We soak up the views of the royal palace of La Almudaina and La Seu cathedral, and enjoy a coffee in a picturesque square by the harbour, shaded from the Spanish sunshine by palm tress, all vowing to return to Palma again for a longer stay at the earliest available opportunity.

One of Norwegian Epic’s speciality restaurants, La Cucina.

Back on the ship I’m delighted to find my stateroom attendant has left a towel animal on my bed in the shape of a pig. The following evening, it’s an elephant.

Apart from a slightly chaotic check-in, the entire Norwegian Epic experience is laid-back and carefree from start to finish – making it an ideal way to holiday in the Med. On our final night, during the karaoke session at Bliss, two women from the audience get up on stage to perform the Jackson Five’s I Want You Back. One of them is me. A Norwegian Cruise Line cruise is all about letting your hair down, having fun and going with the flow.

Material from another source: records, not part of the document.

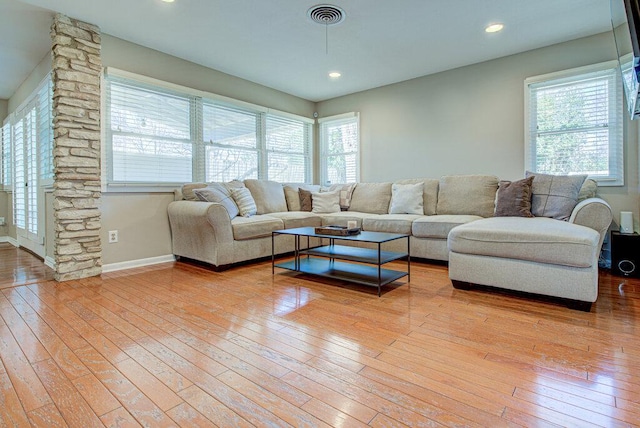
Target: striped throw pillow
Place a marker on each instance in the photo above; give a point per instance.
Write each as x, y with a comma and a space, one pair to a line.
244, 201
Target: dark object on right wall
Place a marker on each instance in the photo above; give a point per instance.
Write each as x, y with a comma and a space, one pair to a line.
625, 254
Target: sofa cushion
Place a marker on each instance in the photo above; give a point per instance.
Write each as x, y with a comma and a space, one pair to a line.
325, 202
467, 194
539, 239
391, 223
406, 198
514, 198
555, 196
269, 195
429, 193
256, 226
371, 198
293, 197
293, 219
341, 218
439, 226
217, 192
243, 199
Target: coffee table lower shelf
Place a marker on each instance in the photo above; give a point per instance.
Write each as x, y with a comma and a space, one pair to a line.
352, 272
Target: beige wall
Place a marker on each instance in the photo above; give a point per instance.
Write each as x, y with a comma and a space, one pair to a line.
127, 56
470, 120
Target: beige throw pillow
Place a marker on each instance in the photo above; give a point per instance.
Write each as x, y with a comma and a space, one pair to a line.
244, 201
325, 202
555, 196
406, 198
514, 198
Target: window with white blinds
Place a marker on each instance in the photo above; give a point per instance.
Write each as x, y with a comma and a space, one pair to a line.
576, 124
5, 152
149, 131
159, 136
288, 146
340, 149
231, 143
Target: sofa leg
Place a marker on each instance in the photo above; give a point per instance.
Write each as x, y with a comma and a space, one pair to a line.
579, 305
460, 285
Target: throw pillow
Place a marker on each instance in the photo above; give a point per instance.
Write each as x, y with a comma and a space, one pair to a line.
555, 196
514, 198
244, 201
325, 202
305, 200
406, 198
346, 192
216, 192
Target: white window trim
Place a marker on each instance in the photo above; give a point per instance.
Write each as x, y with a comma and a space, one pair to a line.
322, 149
169, 187
607, 65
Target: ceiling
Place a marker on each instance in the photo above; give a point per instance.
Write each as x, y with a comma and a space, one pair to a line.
274, 43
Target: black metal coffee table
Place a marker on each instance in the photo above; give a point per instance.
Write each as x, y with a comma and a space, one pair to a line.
345, 262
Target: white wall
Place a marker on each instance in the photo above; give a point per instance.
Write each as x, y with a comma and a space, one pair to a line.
470, 120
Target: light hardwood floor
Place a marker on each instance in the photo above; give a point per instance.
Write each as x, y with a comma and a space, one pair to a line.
177, 344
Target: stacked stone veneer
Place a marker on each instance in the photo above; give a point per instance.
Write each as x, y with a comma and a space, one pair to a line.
76, 154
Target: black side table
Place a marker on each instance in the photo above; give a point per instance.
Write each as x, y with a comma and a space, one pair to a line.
625, 254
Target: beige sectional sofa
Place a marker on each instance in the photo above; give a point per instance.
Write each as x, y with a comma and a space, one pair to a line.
205, 231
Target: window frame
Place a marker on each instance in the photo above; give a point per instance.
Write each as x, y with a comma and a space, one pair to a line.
199, 147
616, 147
345, 118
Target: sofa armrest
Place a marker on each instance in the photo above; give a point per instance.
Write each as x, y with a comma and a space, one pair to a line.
201, 231
594, 213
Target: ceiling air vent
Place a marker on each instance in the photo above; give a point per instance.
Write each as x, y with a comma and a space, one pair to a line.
326, 14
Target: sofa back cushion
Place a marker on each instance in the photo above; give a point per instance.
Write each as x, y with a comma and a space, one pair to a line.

Norwegian Epic’s seven-night Western Mediterranean fly-cruises will sail weekly until the end of November and travel: Fly UK/Barcelona (Spain); Naples (Italy); Rome (Civitavecchia, Italy; Florence/Pisa (Livorno, Italy); Cannes (France); Palma (Majorca, Spain); Barcelona (Spain)/Fly UK. Priced from £814pp based on two people sharing an inside stateroom, flying from LHR on 8 November 2015. The itineraries then switch to the Canary Islands ( 201 8900).